Aligning Probabilistic Beliefs under Informative Missingness: LLM Steerability in Clinical Reasoning
This addresses the challenge of improving LLM reliability for clinical decision-making, though it is incremental as it builds on existing prompt-based methods.
The study tackled the problem of aligning LLMs' probabilistic beliefs with target distributions in clinical reasoning under informative missing data, finding that explicit structural steering and in-context learning improved alignment, but models did not naturally leverage missingness patterns without interventions.

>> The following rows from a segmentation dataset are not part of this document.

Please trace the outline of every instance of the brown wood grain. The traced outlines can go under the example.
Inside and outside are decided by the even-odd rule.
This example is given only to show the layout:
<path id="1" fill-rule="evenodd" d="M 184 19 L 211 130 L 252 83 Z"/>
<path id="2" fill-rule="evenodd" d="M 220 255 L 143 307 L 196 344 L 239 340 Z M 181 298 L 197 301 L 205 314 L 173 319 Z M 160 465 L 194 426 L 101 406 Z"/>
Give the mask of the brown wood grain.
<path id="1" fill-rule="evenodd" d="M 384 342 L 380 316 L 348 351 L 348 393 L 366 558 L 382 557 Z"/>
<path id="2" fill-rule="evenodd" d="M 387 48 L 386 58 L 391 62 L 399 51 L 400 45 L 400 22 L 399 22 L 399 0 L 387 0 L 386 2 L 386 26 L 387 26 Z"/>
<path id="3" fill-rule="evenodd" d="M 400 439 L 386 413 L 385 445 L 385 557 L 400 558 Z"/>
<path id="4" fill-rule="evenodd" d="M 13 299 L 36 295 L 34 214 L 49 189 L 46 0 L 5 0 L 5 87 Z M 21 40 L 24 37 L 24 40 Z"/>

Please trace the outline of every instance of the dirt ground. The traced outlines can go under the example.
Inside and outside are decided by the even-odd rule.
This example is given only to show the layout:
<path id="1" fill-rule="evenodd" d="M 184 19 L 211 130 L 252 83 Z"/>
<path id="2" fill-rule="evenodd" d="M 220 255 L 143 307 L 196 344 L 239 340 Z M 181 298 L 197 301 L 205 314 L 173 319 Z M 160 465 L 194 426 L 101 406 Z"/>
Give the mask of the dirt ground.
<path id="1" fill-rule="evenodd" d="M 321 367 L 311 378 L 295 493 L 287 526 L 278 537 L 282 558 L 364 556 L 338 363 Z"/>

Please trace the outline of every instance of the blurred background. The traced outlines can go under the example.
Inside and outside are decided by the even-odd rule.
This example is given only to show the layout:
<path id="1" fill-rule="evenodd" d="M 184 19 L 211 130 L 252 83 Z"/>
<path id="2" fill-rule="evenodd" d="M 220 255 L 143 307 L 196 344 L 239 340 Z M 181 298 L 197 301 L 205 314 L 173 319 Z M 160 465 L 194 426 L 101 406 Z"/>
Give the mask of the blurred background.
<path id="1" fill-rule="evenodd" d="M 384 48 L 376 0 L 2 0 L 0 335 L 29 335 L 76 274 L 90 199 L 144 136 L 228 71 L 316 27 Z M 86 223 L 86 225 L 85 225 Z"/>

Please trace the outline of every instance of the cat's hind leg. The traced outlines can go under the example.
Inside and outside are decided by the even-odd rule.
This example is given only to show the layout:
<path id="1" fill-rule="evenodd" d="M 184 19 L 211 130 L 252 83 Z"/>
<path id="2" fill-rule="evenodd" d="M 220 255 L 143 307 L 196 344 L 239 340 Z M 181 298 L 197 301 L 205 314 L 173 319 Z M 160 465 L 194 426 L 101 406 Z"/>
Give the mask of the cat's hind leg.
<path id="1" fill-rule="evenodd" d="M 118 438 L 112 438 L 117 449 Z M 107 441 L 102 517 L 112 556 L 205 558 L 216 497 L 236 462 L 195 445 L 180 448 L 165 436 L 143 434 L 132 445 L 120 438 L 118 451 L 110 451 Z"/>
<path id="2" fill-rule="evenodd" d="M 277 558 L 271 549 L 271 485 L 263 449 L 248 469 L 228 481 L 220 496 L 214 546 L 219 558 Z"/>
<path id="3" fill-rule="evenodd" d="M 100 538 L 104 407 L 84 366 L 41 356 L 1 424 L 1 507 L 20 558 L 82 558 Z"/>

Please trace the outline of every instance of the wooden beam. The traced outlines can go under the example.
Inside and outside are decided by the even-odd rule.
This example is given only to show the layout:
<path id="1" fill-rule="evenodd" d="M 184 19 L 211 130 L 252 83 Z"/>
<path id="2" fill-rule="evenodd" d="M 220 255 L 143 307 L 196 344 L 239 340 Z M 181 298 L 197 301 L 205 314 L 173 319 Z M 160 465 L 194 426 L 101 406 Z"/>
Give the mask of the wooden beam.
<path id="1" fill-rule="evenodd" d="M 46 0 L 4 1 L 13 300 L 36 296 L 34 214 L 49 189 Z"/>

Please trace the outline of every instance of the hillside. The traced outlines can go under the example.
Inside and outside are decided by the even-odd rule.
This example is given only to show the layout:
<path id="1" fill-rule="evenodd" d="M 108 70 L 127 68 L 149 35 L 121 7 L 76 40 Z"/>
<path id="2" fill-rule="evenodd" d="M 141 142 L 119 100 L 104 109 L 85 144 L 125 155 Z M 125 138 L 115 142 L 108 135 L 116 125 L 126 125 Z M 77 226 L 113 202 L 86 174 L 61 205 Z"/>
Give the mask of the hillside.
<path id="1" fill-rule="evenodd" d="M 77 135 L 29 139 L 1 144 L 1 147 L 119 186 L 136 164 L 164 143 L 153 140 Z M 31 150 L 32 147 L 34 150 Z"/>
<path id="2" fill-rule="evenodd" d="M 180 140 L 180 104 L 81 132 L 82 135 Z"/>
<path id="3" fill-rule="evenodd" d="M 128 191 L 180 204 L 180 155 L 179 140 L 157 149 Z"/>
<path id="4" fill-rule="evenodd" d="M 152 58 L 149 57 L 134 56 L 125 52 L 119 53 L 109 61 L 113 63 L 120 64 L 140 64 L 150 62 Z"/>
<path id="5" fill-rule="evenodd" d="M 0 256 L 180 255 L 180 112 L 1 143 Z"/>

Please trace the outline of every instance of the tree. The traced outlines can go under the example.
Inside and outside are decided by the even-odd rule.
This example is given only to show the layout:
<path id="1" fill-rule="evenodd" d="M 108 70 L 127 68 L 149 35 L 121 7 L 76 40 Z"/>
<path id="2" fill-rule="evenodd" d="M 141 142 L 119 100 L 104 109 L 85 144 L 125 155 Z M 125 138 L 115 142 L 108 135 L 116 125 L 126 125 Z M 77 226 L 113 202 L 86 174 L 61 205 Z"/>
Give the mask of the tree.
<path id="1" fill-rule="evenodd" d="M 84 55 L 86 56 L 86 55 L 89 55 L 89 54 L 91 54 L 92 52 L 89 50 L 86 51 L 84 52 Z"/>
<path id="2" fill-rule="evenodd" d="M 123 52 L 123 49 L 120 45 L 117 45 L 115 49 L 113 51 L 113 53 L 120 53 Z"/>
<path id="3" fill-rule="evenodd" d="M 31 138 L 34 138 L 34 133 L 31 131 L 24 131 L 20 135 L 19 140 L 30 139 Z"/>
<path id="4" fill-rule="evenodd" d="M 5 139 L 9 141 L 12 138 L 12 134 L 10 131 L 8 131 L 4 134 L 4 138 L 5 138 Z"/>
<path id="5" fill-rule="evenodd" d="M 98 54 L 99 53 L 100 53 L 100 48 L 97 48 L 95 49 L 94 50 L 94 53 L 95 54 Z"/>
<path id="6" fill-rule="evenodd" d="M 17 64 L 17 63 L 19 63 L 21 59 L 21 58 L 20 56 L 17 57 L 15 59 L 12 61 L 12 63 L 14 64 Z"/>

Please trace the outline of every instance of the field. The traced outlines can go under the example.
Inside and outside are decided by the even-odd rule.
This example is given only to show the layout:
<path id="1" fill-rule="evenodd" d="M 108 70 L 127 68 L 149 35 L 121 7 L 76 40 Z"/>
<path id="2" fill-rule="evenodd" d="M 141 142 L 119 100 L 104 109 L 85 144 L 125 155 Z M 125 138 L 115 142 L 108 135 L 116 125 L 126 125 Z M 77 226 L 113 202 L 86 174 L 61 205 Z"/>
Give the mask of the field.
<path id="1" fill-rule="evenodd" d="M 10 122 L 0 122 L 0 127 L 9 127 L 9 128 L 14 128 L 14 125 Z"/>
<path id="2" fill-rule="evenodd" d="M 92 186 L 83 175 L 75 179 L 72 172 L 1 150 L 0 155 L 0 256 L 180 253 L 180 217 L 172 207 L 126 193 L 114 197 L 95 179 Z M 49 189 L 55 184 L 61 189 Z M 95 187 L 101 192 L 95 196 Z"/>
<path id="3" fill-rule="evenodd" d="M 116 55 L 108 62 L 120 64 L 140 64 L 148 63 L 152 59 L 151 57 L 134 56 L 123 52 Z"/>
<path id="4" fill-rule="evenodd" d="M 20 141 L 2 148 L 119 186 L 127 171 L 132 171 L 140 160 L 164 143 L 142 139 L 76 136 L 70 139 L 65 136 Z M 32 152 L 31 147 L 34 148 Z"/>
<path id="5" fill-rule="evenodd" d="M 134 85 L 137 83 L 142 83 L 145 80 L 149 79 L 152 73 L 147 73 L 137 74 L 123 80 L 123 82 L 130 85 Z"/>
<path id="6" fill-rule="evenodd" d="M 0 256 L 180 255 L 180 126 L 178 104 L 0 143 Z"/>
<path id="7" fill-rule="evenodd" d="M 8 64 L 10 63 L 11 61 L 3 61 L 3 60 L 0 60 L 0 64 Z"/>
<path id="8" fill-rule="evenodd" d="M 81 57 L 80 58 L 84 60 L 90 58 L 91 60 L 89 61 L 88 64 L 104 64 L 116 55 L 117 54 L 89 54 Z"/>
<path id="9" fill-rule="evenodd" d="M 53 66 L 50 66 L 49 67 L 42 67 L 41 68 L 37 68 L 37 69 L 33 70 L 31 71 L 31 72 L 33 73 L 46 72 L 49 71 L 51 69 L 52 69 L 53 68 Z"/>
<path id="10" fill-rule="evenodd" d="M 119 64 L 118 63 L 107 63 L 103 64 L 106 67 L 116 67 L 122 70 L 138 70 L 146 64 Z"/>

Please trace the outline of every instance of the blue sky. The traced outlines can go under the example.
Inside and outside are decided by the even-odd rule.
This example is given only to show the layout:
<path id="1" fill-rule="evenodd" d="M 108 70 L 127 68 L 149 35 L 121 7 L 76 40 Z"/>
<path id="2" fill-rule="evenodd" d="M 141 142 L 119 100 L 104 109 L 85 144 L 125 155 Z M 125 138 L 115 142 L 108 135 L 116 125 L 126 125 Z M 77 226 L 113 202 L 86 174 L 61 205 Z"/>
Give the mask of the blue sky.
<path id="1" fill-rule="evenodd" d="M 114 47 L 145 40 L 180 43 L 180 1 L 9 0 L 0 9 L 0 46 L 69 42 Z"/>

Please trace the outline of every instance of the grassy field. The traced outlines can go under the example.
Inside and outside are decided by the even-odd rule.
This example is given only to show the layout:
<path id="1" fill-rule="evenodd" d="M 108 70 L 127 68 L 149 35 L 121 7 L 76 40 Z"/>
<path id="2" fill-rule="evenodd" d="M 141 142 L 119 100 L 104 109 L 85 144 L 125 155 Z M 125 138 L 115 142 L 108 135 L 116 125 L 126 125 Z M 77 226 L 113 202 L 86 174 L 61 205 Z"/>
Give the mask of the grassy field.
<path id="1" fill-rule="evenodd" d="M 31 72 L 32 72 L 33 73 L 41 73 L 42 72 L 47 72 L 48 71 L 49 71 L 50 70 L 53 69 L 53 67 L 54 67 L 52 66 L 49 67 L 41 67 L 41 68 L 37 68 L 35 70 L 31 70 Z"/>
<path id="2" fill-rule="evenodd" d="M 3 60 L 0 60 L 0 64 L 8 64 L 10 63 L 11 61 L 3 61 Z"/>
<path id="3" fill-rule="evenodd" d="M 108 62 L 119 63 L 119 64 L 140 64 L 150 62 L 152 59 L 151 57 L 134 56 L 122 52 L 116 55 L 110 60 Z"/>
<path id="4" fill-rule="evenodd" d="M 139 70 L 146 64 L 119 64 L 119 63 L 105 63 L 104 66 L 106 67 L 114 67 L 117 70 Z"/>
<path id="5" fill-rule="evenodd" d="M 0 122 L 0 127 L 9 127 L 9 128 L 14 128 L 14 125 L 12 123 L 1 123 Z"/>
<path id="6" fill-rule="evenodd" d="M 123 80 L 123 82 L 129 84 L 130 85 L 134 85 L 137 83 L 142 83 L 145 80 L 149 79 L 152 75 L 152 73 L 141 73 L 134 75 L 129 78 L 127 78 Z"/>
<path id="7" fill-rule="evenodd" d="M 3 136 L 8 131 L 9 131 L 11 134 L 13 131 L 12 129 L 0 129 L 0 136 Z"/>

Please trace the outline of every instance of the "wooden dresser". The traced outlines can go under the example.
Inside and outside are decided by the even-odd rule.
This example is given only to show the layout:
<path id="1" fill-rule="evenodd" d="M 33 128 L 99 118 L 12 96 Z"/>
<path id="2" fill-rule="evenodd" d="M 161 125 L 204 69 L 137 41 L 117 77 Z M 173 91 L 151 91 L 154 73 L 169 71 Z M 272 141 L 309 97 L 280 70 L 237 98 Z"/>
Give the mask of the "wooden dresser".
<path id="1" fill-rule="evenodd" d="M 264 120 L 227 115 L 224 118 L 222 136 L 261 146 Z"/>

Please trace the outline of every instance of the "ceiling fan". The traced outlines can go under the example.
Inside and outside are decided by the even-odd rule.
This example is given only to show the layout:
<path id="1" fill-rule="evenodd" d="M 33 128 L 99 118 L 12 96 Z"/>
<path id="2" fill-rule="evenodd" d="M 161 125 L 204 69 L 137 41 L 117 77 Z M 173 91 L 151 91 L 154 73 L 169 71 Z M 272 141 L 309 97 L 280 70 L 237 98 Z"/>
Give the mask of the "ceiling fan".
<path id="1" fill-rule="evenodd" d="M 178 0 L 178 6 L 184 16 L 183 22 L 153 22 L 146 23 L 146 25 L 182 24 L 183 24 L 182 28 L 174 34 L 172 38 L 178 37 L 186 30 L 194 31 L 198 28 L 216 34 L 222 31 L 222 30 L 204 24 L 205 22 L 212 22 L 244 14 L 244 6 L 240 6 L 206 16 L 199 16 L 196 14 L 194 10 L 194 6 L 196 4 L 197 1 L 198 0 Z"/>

Large Language Models (LLMs) are increasingly deployed for clinical reasoning tasks, which inherently require eliciting calibrated probabilistic beliefs based on available evidence. However, real-world clinical data are frequently incomplete, with missingness patterns often informative of patient prognosis; for example, ordering a rare laboratory test reflects a clinician's latent suspicion. In this work, we investigate whether LLMs can be steered to leverage this informative missingness for prognostic inference. To evaluate how well LLMs align their verbalized probabilistic beliefs with an underlying target distribution, we analyze three common prompt-based interventions: explicit serialization, instruction steering, and in-context learning. We introduce a bias-variance decomposition of the log-loss to clarify the mechanisms driving gains in predictive performance. Using a real-world intensive care testbed, we find that while explicit structural steering and in-context learning can improve probabilistic alignment, the models do not natively leverage informative missingness without careful interventions.